Pakistan's foreign exchange reserves have registered a significant increase of $104 million, reaching $16.43 billion, according to the latest data released by the State Bank of Pakistan (SBP). This development marks a positive trend in the country's external account position.
Breakdown of Reserves
The central bank reported that the SBP's own reserves rose by $104 million to $12.78 billion. Meanwhile, commercial banks' net reserves stood at $3.65 billion, showing a slight decline of $10 million compared to the previous week. The overall increase reflects improved inflows and a stable debt repayment schedule.
Factors Behind the Rise
Economic analysts attribute the uptick to several factors, including higher remittances, improved export earnings, and a modest recovery in foreign direct investment. The SBP's prudent monetary policies and the government's efforts to secure external financing have also contributed to the reserves buildup. Additionally, the recent staff-level agreement with the International Monetary Fund (IMF) has boosted investor confidence, leading to increased capital flows.
Impact on Exchange Rate
The rise in reserves is expected to stabilize the Pakistani rupee against the US dollar. In recent weeks, the rupee has shown resilience, hovering around the 280 mark. Market experts believe that sustained reserves growth could ease pressure on the currency and help control inflation. However, they caution that global economic uncertainties and geopolitical tensions may pose risks.

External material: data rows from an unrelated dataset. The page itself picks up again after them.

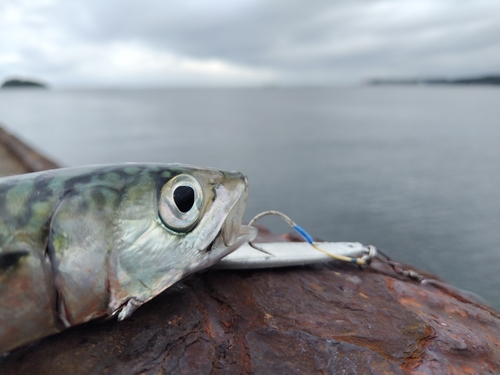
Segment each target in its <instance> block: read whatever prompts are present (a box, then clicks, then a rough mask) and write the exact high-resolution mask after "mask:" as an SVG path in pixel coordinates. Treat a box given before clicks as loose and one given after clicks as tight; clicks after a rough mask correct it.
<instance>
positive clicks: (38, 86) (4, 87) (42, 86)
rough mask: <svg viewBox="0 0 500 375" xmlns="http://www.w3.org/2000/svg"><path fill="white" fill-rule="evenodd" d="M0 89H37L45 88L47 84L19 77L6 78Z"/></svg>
mask: <svg viewBox="0 0 500 375" xmlns="http://www.w3.org/2000/svg"><path fill="white" fill-rule="evenodd" d="M1 88H2V89H10V88H37V89H47V85H45V84H43V83H41V82H36V81H28V80H20V79H9V80H6V81H5V82H4V83H3V84H2V86H1Z"/></svg>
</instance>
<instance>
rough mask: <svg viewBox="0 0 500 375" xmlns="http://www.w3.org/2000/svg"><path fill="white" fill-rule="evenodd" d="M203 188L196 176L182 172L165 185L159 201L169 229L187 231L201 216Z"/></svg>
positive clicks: (181, 231)
mask: <svg viewBox="0 0 500 375" xmlns="http://www.w3.org/2000/svg"><path fill="white" fill-rule="evenodd" d="M202 207H203V189H202V187H201V184H200V183H199V182H198V180H197V179H196V178H194V177H193V176H191V175H188V174H181V175H178V176H175V177H173V178H172V179H170V180H169V181H168V182H167V183H166V184H165V185H163V187H162V189H161V193H160V199H159V202H158V211H159V215H160V219H161V221H162V223H163V224H164V225H165V226H166V227H167V228H169V229H171V230H173V231H175V232H180V233H186V232H188V231H189V230H191V229H192V228H193V227H194V226H195V225H196V224H197V223H198V220H199V218H200V216H201V210H202Z"/></svg>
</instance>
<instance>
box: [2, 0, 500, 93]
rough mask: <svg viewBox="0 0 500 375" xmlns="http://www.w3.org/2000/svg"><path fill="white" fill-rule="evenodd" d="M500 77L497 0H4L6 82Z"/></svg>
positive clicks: (210, 85)
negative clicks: (40, 80)
mask: <svg viewBox="0 0 500 375" xmlns="http://www.w3.org/2000/svg"><path fill="white" fill-rule="evenodd" d="M486 74H500V1H498V0H380V1H379V0H328V1H323V0H303V1H296V0H210V1H208V0H0V81H1V80H4V79H7V78H15V77H17V78H24V79H38V80H42V81H44V82H47V83H49V84H50V85H51V86H53V87H124V88H126V87H170V86H172V87H177V86H263V85H264V86H267V85H272V86H274V85H276V86H287V85H291V86H293V85H320V86H321V85H325V86H326V85H351V84H359V83H362V82H365V81H366V80H369V79H373V78H435V77H446V78H457V77H465V76H466V77H469V76H481V75H486Z"/></svg>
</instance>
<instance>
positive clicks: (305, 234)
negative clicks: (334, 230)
mask: <svg viewBox="0 0 500 375" xmlns="http://www.w3.org/2000/svg"><path fill="white" fill-rule="evenodd" d="M267 215H277V216H279V217H281V218H282V219H283V220H285V221H286V222H287V224H288V225H290V226H291V227H292V228H293V229H295V231H296V232H297V233H298V234H299V235H300V236H301V237H302V238H303V239H304V240H305V241H306V242H307V243H309V244H310V245H311V246H312V247H313V248H315V249H316V250H318V251H321V252H322V253H324V254H326V255H328V256H330V257H332V258H334V259H336V260H340V261H342V262H349V263H355V264H357V265H360V266H367V265H369V264H370V262H371V260H372V259H373V258H374V257H375V256H376V255H377V250H376V249H375V247H374V246H369V249H370V250H369V252H368V253H367V254H365V255H363V256H362V257H360V258H352V257H347V256H344V255H338V254H332V253H330V252H328V251H326V250H324V249H322V248H321V247H320V246H319V245H318V243H317V242H315V241H314V239H313V238H312V236H311V235H310V234H309V233H307V231H306V230H305V229H304V228H302V227H301V226H300V225H298V224H296V223H295V222H294V221H293V220H292V219H290V218H289V217H288V216H286V215H285V214H284V213H282V212H279V211H274V210H270V211H264V212H261V213H260V214H258V215H257V216H255V217H254V218H253V219H252V220H250V222H249V223H248V225H252V224H253V223H254V222H256V221H257V220H258V219H260V218H261V217H264V216H267ZM248 244H249V245H250V246H252V247H253V248H254V249H256V250H259V251H262V252H263V253H266V254H269V255H273V254H271V253H269V252H267V251H266V250H264V249H262V248H261V247H260V246H257V245H255V244H253V243H252V242H249V243H248Z"/></svg>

Comparison with Previous Months
Pakistan's forex reserves have been on a gradual upward trajectory since early 2025, after hitting a low of $8.9 billion in January 2024. The current level provides a cushion of nearly three months of import cover, which is considered adequate by international standards. The government aims to further strengthen reserves through export diversification and attracting foreign investment.
Outlook
The SBP is expected to maintain its tight monetary stance to curb demand-side pressures and safeguard reserves. With the IMF program on track and bilateral partners extending support, Pakistan's external sector outlook remains cautiously optimistic. However, structural reforms in energy and taxation sectors are crucial for long-term sustainability.